スポニチ

写真拡大

 日本野球機構(NPB)と12球団が「延長タイブレーク制」の導入を検討することが24日、分かった。早ければ来季からの採用に向けて今後、議論を重ねていく。大リーグでは延長10回から「無死二塁」で始める特別ルールとして20年から実施。より勝敗が決しやすく、選手の負担軽減や試合時間短縮にもつながっており、導入されれば画期的な制度変更となる。

 「タイブレーク」は延長回の初めから塁に走者を置き、得点が入りやすくなる特別ルール。導入されれば、ファンの最大の関心事である勝敗がはっきりとつき、消化不良が解消される。来季以降を見据えて、近く本格的な検討が始まる。

 最大の狙いは、より魅力的な試合づくりとなる。榊原定征コミッショナーは22年12月の就任から「プロ野球の一層の魅力向上、観客動員の拡大」を掲げ「野球の魅力、楽しさを発揮して夢や希望を与える役割を果たしたい」と語ってきた。タイブレークでは延長戦突入後、得点の機会が多くなり早期決着が見込まれ、よりスピーディーかつ、エキサイティングな結末が増えることになる。

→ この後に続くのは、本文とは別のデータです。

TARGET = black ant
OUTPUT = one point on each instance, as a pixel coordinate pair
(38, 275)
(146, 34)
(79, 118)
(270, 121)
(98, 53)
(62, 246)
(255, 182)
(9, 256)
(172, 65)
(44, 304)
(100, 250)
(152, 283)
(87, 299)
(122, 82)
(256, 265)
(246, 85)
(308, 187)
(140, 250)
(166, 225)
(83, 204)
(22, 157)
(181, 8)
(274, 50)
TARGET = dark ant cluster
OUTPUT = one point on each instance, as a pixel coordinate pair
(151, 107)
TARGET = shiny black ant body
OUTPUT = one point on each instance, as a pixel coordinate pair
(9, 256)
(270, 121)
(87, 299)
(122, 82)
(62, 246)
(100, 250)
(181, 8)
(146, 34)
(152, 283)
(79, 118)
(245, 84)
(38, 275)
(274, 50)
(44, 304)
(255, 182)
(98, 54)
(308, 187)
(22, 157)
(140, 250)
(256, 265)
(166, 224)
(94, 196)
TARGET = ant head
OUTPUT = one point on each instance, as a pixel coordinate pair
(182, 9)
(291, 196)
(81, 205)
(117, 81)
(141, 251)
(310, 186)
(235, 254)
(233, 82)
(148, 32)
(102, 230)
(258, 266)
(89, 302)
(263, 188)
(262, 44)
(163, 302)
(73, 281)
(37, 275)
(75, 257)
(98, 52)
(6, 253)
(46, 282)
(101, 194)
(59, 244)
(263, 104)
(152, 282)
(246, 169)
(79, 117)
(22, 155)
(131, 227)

 また、選手のコンディション面でも負担軽減となり、疲労によるケガ防止などの利点もある。今季は計20試合の引き分けのうち、雨天コールドなどを除く18試合が延長12回引き分け。リーグ再開初戦だった21日、ナイターでの日本ハム―楽天(エスコン)は史上初の両軍外国人選手の満塁弾などで盛り上がったが、9―9で決着がつかなかった。終了は午後10時23分で、翌日の同戦は午後2時開始のデーゲームだったが、こうした日程面の負担軽減が見込まれる。

 アマチュア球界は高校、大学、社会人がすでに採用。大リーグではコロナ禍だった20年に特別ルールとして始まり、現在は延長10回以降「無死二塁」で実施している。これまでも「リプレー検証」、「コリジョンルール」など新ルールを大リーグの数年遅れで導入した経緯もある。さらに、WBC、五輪などでも採用されており、国際大会への対応にもつながる。ドジャース・大谷らを擁して世界一を奪還した23年WBCで、侍ジャパンのタイブレーク突入はなかったが、直前合宿から10回以降の無死二塁を想定した練習を重ねていた。

 昨年11月のプロ、アマ合同の日本野球規則委員会では、NPBは導入しない方針が示されていた。だが、NPBの専門委員会は導入の場合のメリットやデメリットの調査を開始している。今後、開始回や場面など、さまざまな意見を出し合い、導入への道を探っていく。

 ≪引き分け0なら順位に大きな変動も≫両リーグの試合制限規定が同じになった01年から昨季まで、引き分け試合数は603試合。平均すると1チーム年間4試合ほどになる。今季のセは23日時点で首位・広島(勝率.550)と2位・阪神(.516)が、ともに4試合ずつ引き分け。決着がつくタイブレークが導入された場合、広島が最大の4敗、阪神が最大の4勝していたと仮定すると、阪神が勝率.544、広島が.516となり順位が入れ替わる。4試合で貯金、借金は最大8つの差が出るなど大きな差が生まれることになる。

 ≪「ピッチクロック」結論まだ≫投球間の時間制限「ピッチクロック」は、23年7月のオーナー会議で本格的に検討していくことが確認されたが、まだ採用可否の結論が出ていない。23年にピッチクロックを導入した大リーグでは投手の故障が相次ぎ、選手から批判が噴出。地方球場開催が多い日本では、タイマー設置などの課題も多く残っている。

 ▽各組織&大会のタイブレーク

 ☆アマ野球 社会人野球は03年からタイブレークを導入。大学野球では11年の全日本大学野球選手権で採用し、東都大学野球リーグでは19年秋以降延長10回から無死一、二塁で、継続打順で実施している。高校野球では甲子園大会で18年から採用。当時は延長13回からだったが、23年の規則改正で10回から無死一、二塁で行うことになった。

 ☆大リーグ コロナ禍の影響を受け、特別ルールとして20年シーズンから実施し、現在も継続している。延長10回から無死二塁でスタートする。

 ☆国際大会 17年WBCで採用され、当時は延長11回から無死一、二塁で実施。23年大会は延長10回から無死二塁でスタートした。東京五輪の野球競技では延長10回からタイブレークで、無死一、二塁でスタートした。